Met de kiezer voor de bewerkingsmodus selecteer je de bewerkingsmodus voor alle rijen in het patroon. Gebruik subrijen als je verschillende bewerkingsmodi per rij wilt weergeven en wijzigen. Rijen komen altijd overeen met de bewerkingsmodus die in de kiezer is geselecteerd, maar voor een subrij kun je elke ongebruikte bewerkingsmodus kiezen. Je kunt altijd subrijen toevoegen en verwijderen.
Step Sequencer openen
Tik in Logic Remote op de weergaveknop in de regelbalk en tik vervolgens op 'Step Sequencer'.
Een patch kiezen voor het patroon
Tik op de bibliotheekknop in de regelbalk.

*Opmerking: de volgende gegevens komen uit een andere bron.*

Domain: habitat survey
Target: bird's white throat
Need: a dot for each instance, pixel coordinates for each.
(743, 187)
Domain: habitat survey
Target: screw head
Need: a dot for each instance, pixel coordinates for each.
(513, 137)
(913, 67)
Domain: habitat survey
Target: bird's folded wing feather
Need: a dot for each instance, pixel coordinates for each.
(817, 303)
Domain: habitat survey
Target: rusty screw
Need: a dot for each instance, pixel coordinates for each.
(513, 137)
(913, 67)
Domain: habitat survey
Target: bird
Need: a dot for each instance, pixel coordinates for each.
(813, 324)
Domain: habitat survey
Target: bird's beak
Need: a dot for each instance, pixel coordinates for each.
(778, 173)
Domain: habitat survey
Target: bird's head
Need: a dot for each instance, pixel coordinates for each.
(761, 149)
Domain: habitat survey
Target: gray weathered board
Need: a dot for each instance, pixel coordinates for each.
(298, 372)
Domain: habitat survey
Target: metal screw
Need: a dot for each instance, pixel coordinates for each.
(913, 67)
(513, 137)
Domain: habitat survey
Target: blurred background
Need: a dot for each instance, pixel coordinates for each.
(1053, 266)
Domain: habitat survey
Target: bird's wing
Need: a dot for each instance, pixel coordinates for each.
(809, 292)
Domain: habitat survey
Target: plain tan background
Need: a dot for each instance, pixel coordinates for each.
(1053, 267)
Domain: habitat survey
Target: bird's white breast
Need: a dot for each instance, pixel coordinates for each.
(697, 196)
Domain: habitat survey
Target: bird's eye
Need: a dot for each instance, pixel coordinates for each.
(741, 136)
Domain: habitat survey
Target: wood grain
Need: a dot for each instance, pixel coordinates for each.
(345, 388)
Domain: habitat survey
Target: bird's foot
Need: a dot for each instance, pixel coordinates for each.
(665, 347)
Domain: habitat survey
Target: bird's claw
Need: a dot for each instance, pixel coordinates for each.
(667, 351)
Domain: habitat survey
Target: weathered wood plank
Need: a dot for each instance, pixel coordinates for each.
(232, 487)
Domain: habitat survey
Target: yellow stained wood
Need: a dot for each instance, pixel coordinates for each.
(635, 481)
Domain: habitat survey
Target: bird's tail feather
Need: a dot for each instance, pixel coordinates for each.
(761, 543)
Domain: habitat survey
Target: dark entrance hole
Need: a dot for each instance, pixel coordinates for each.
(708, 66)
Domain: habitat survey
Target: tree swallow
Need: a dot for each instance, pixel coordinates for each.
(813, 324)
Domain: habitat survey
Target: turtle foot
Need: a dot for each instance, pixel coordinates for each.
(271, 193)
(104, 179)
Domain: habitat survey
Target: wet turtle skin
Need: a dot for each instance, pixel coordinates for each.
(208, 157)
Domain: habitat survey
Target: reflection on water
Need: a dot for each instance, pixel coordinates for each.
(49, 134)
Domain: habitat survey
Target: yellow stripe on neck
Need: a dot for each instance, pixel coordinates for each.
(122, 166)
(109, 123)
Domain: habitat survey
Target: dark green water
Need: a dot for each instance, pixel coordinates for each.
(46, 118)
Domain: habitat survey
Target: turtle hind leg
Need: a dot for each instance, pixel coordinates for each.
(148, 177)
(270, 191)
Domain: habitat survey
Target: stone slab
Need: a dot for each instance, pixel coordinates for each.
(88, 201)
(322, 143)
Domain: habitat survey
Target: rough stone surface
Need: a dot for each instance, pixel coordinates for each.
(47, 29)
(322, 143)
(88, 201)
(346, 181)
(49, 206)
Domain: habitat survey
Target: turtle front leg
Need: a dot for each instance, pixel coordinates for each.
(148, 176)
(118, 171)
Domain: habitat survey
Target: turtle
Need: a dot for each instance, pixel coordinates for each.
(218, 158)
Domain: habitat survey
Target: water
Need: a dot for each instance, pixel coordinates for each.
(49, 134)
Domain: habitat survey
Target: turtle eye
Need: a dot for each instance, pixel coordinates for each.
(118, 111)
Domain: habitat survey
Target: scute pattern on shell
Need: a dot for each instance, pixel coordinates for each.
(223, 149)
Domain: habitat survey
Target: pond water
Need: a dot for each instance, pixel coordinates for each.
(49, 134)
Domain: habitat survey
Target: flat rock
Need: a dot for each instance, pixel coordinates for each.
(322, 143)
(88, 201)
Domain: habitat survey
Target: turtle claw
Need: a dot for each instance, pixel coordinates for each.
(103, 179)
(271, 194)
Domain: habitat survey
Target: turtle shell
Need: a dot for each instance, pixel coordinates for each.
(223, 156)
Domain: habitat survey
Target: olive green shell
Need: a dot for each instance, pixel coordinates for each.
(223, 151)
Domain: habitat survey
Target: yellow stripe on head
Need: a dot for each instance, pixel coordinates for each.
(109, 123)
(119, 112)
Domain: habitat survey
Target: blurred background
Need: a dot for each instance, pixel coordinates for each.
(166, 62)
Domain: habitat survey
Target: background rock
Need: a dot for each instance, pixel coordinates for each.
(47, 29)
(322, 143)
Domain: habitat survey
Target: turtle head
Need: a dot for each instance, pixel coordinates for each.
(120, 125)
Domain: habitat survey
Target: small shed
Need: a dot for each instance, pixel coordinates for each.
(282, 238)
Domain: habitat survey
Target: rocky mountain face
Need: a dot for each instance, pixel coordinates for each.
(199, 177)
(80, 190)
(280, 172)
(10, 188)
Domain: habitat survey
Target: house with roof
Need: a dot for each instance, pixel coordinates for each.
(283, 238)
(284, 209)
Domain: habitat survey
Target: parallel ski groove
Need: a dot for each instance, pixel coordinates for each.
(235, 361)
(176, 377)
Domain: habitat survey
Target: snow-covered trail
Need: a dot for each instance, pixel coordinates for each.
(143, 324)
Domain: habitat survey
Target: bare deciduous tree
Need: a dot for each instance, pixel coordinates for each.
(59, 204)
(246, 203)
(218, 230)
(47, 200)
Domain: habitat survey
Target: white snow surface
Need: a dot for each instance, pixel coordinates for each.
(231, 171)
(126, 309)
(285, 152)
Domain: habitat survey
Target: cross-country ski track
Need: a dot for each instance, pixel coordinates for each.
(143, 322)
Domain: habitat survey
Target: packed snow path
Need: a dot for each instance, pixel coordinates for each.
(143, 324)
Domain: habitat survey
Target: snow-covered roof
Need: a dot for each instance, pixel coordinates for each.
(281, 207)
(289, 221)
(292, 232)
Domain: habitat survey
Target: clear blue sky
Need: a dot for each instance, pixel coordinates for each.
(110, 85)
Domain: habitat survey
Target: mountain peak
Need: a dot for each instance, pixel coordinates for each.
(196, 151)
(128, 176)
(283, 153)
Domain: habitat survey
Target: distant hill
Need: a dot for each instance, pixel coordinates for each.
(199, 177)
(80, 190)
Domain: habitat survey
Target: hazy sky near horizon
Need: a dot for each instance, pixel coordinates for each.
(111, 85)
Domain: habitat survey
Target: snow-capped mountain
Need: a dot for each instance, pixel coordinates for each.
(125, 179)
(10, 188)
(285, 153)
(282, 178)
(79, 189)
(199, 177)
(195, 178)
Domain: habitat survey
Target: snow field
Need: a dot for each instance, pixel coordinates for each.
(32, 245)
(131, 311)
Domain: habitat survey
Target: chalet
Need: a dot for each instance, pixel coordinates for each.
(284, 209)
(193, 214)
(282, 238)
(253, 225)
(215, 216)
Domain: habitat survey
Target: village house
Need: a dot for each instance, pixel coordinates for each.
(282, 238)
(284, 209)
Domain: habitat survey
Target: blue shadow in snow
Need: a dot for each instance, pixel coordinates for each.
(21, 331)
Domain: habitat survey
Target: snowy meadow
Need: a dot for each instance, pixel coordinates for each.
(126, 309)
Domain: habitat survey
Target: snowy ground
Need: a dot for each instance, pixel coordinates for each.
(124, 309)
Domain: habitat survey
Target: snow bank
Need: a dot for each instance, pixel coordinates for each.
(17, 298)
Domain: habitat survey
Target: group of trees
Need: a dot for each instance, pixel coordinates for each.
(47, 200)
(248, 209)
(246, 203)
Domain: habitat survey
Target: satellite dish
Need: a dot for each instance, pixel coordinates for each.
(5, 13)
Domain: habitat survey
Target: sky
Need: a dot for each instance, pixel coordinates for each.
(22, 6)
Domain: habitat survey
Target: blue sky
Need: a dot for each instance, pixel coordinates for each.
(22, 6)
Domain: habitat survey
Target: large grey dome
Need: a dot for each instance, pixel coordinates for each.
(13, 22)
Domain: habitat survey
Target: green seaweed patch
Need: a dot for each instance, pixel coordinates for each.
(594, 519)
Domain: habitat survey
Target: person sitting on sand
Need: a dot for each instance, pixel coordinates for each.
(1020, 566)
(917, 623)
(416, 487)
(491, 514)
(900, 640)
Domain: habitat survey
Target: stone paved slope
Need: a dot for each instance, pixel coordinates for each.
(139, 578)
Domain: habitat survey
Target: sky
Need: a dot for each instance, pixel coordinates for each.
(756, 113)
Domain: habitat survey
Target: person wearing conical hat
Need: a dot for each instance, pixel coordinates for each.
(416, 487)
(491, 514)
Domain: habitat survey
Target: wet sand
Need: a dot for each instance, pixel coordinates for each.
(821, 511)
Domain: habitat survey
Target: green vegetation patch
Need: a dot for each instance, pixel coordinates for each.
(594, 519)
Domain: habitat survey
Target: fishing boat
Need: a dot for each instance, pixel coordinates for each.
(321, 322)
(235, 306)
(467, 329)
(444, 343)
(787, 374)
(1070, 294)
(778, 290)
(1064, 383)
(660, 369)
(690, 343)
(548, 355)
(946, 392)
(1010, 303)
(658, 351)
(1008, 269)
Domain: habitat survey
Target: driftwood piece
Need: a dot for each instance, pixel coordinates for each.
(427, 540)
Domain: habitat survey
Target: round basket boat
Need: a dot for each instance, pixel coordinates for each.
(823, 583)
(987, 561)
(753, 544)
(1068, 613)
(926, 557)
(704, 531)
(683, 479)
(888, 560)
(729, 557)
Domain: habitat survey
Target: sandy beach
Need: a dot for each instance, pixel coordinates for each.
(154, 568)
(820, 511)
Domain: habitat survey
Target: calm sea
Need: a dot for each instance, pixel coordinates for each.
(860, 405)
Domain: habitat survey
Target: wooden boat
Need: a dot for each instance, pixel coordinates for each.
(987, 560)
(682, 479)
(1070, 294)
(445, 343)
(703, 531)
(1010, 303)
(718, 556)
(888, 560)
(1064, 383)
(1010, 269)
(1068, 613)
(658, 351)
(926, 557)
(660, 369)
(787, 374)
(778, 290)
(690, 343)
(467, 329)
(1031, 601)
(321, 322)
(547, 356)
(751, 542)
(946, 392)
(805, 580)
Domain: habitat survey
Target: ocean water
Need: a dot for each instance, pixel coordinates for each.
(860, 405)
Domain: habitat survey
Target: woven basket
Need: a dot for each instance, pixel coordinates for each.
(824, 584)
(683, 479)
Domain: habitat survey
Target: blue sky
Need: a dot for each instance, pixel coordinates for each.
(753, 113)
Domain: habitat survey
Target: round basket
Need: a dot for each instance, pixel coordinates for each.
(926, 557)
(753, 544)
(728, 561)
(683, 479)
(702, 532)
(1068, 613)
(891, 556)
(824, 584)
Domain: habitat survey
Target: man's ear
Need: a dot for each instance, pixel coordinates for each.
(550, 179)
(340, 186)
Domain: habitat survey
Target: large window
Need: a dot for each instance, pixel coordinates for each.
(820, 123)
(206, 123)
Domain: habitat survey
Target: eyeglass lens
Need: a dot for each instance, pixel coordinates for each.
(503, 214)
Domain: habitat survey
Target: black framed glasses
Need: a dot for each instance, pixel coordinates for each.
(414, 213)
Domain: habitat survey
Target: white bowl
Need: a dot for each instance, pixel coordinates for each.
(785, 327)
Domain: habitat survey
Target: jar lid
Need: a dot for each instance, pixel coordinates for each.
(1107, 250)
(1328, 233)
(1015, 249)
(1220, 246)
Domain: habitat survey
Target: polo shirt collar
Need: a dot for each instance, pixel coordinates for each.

Tik op een patchcategorie en tik vervolgens op een patch.
De rijen in het patroon tonen de namen van noten of van drumstelonderdelen voor de patch.
Tik op de bibliotheekknop om de bibliotheek te sluiten.
Een voorbeeld bekijken van een Step Sequencer-patroon
Tik in Logic Remote op de voorbeeldknop onder het stappenraster.
Stappen in- of uitschakelen
Zorg dat in Logic Remote de bewerkingsmodus is ingesteld op 'Stap aan/uit' en tik vervolgens op een inactieve stap in het raster om deze in te schakelen.
Tik op een actieve stap om deze uit te schakelen.
Stappen eenstemmig invoeren
In de monomodus kun je het inschakelen van stappen in rijen met noten beperken, zodat er slechts één stap actief is voor elke verticale positie in het raster (elke kolom). Als je een stap inschakelt en er al een andere stap actief is op dezelfde verticale positie, wordt de andere actieve stap uitgeschakeld. Dit kan bijvoorbeeld handig zijn als je patronen aanmaakt voor een eenstemmig instrument.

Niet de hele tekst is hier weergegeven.